Green scenery, blue Caribbean water, and the aroma of coffee and sweet local lemons turn a punishing ride into a cherished memory.

Smells sweet and warm mingled with my own salty sweat as we mountain biked a winding road on the crest of a ridge. A gorgeous breeze cooled the deep Dominican heat. The scenery was green, green, green - surrounded by Caribbean water in the distance and dotted with egrets, cows, donkeys, chickens, hanging laundry and happy children racing to slap us a high five as we whizzed by.

The Dominican Republic is a mountain biker’s paradise.

Our ride was coordinated by Iguana Mama mountain bike outfitters in Cabarete. Anyone in town can point you to the Iguana Mama herself, Patricia Thorndike de Suriel, or simply Trish. U.S.-born and married to a Dominican, de Suriel is loved by the locals. Twenty percent of Iguana Mama’s income is donated to the area’s schools and parks.

We rode through coffee plantations and palm-lined villages, and crossed rivers in which people were pounding their laundry clean. They laughed at us as we splashed past and unintentionally laid out our bikes in midstream.

Refreshed by the spill, my husband and I continued, swooping downhill. We screeched to a halt at a local fruit stand that offered sapote, passion fruit, guanabana, sweet lemons, anon, raw cane and more. The fruit kept our raging appetites in check until we finished our descent at the Blue Moon restaurant.

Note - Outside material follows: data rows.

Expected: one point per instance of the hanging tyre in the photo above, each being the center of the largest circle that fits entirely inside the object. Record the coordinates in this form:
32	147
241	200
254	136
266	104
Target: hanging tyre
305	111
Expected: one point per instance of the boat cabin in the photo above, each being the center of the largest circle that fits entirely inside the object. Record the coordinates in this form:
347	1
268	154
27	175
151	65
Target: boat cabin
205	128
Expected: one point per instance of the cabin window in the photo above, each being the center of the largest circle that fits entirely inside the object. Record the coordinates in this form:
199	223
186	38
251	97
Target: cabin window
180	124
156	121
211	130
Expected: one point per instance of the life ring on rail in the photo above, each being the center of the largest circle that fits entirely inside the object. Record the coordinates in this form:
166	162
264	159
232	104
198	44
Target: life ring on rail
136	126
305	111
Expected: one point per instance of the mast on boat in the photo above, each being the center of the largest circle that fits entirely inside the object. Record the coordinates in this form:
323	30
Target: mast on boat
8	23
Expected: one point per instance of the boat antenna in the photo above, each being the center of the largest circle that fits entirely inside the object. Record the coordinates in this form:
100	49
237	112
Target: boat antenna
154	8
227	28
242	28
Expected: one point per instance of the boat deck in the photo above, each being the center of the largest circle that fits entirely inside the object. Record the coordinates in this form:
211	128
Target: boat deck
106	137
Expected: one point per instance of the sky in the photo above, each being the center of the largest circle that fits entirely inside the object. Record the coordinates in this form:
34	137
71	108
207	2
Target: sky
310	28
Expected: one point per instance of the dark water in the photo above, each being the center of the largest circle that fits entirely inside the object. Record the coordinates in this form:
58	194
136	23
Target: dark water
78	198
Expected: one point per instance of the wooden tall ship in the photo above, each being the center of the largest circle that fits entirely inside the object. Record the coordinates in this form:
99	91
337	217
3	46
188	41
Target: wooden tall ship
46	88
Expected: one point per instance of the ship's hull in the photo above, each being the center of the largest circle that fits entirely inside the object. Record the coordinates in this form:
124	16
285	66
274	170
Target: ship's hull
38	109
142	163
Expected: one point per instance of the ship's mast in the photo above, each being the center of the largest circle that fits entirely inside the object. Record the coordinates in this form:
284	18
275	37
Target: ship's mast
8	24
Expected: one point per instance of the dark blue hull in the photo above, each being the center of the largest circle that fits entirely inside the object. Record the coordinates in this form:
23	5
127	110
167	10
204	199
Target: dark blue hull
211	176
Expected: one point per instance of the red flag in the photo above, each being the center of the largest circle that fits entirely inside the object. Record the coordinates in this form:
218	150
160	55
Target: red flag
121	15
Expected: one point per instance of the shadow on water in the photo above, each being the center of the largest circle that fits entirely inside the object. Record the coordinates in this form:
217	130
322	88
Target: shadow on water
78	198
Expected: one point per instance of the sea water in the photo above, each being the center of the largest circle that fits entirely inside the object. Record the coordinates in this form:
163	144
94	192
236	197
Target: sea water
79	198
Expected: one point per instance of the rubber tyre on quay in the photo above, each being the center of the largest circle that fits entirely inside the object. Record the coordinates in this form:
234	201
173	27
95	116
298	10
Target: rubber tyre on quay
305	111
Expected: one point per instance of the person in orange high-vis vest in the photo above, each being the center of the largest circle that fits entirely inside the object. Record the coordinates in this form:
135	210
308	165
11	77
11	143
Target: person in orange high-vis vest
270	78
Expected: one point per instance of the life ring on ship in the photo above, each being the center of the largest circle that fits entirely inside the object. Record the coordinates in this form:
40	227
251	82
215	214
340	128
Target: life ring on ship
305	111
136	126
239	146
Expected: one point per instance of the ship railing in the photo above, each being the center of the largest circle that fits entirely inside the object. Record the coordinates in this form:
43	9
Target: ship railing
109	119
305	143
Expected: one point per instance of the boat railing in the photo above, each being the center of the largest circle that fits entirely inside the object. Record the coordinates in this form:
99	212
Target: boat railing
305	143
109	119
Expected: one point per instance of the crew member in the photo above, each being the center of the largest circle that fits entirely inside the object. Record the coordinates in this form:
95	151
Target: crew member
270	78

This place doesn’t knock your socks off. It peels them off, slowly, sumptuously, sensually. In the cool of the evening, under a palm-frond shelter, we gorged ourselves on Blue Moon’s Indian delights delicately laid out for us on giant plantain leaves.

What a ride. What a finale.

On the last evening of our journey Trish arranged for us to punish our legs with a ride up the base of Pico Duarte mountain. We climbed through changing forests and giant cabbage fields, following stream beds in the hills. Workers waved at us as we passed.

When we reached the flanks of the mountain that evening, young children ran out to our bonfire and taught us to dance their favorite meringue style. Even the 2-year-olds had it down, rhythmically swinging their hips to the celebratory beat.

As we danced under the stars by firelight, some locals cooked a dinner called Chambre or Dominican Stew. We ate as the evening wore on, telling tales of past adventures until we fell asleep by the glowing coals of the fire - completely spent and comfortably full.